On April 22, 2008, a federal grand jury in San Francisco returned an indictment charging John Joseph Cota, a ship pilot licensed by the United States Coast Guard and the State of California, with making false statements in 2006 and 2007 to the Coast Guard concerning his medications and medical conditions. The false statements arose from annual physical examinations that pilots are required to complete every
year to maintain their pilot’s license. Cota, was the pilot of the Cosco Busan and was previously charged with negligently causing the discharge of approximately 50,000 gallons of oil in San Francisco Bay from the 65,131-ton container ship when he caused the ship to collide with the San Francisco Bay Bridge on November 7, 2007.
The grand jury’s indictment supersedes the previous indictment. This indictment also includes charges against Cota for violating the Clean Water Act, as amended by the Oil Spill Act of 1990, and the Migratory Bird Treaty Act by causing the death of protected species of migratory birds.
The new false statement charges involve the making of false statements to the Coast Guard on required annual medical forms. Coast Guard regulations require that pilots have an annual physical examination that results in the completion of a medical evaluation form. The form must be completed by a licensed physician or physician assistant, and signed by the pilot. The grand jury’s indictment charges that Cota knowingly and willfully made materially false, fictitious, and fraudulent statements and representations on the required medical forms in that he certified that all the information he provided was complete and true to the best of his knowledge. The indictment alleges that in fact, Cota knew that the information he provided was neither complete nor true, including information regarding his current medications, the dosage, possible side effects and medical conditions for which the medications were taken.

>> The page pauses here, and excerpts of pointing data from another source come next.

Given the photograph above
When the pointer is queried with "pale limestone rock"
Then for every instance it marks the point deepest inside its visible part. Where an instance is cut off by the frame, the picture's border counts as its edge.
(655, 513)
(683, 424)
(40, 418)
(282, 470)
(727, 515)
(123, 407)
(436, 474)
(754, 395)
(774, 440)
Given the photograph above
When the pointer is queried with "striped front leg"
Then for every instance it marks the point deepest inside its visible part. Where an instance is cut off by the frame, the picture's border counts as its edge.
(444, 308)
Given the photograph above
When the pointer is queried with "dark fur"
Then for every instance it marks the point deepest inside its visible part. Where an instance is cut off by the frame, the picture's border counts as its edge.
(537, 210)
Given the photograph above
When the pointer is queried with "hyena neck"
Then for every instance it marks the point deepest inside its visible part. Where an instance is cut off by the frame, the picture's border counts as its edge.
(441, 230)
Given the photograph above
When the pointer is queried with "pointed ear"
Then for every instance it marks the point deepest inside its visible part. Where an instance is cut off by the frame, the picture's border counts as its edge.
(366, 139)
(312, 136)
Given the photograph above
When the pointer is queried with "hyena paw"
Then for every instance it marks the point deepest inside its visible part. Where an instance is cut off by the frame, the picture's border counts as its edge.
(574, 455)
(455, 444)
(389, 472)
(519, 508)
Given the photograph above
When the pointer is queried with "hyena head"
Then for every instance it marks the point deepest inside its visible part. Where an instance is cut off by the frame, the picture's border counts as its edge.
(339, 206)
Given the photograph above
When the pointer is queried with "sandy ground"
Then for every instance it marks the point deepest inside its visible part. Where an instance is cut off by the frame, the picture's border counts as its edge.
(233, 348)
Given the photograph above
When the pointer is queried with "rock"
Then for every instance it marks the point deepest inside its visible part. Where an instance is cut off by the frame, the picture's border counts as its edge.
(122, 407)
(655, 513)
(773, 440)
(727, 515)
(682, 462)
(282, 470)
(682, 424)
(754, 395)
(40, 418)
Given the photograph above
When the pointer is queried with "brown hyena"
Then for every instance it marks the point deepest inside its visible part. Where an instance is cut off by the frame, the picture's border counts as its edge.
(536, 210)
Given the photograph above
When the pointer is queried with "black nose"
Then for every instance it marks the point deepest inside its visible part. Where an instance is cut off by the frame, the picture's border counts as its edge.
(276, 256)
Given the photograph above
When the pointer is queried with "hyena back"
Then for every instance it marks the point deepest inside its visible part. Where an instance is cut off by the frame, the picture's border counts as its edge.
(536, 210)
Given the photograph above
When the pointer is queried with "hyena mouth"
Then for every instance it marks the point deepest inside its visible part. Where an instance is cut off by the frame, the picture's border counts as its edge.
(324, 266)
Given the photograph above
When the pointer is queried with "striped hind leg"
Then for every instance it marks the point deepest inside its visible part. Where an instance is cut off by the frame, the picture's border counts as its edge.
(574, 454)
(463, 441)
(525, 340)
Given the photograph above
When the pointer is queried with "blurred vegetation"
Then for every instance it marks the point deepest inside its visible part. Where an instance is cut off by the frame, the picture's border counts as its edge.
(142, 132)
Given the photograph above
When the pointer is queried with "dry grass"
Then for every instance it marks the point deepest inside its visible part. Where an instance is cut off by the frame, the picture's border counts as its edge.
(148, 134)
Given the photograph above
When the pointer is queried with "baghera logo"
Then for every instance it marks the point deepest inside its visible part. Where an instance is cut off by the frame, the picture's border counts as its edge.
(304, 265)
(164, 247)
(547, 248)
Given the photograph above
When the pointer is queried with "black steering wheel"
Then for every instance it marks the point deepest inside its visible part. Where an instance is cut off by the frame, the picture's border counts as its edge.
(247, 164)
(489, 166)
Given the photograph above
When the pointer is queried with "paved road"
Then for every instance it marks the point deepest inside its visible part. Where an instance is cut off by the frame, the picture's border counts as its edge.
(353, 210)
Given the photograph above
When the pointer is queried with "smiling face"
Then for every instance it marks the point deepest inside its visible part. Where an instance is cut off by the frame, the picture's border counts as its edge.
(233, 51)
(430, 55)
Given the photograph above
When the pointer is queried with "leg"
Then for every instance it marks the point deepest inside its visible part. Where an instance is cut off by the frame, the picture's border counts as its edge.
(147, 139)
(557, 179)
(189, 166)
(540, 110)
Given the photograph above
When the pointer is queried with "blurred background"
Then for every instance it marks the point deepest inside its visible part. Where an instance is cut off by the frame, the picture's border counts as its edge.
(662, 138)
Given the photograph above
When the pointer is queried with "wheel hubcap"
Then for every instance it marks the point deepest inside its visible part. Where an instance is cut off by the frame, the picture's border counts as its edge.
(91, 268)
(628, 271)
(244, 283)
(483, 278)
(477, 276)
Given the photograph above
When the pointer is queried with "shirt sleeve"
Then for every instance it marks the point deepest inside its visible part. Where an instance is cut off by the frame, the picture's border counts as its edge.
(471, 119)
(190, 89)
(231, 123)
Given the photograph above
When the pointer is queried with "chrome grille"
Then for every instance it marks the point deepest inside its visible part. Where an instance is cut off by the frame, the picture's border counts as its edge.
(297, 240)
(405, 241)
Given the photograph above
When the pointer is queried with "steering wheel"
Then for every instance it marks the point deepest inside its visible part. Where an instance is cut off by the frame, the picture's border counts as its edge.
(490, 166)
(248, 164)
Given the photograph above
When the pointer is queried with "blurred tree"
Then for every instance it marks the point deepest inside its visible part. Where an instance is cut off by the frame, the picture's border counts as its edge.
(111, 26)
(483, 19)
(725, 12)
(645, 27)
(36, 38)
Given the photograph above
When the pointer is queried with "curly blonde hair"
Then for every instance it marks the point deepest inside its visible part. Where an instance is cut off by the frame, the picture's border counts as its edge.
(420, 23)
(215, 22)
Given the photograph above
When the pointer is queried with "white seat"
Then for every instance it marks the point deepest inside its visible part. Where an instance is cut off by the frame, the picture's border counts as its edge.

The indictment also charges that on November 7, 2007, Cota negligently caused the discharge of approximately 50,000 gallons of heavy fuel oil from the Cosco Busan in violation of the Oil Pollution Act of 1990. According to the charges, while piloting the ship from port in heavy fog, he failed to pilot a collision free course and failed to adequately review the proposed course with the captain and crew on official navigational charts. The indictment further charges that he failed to use the ship’s radar as he approached the Bay Bridge, failed to maintain a safe speed in light of limited visibility, and failed to use positional fixes or verify the ship’s position using official aids of navigation, throughout the voyage. According to the indictment, these failures led to the Cosco Busan striking the bridge and spilling the oil. As a result of the discharge of heavy fuel oil from the Cosco Busan, approximately 2,000 birds died, including Brown Pelicans, Marbled Murrelets and Western Grebes. The Brown Pelican is a federally endangered species and the Marbled Murrelet is a federally threatened species and an endangered species under California law.
Cota faces a maximum penalty for the false statements act of five years in prison and a $250,000.00 criminal fine. The maximum penalty for a misdemeanor violation of the Clean Water Act is one year in prison and a $100,000.00 fine, and the maximum penalty for a misdemeanor violation of the Migratory Bird Treaty Act is 6 months in prison and a $15,000.00 fine.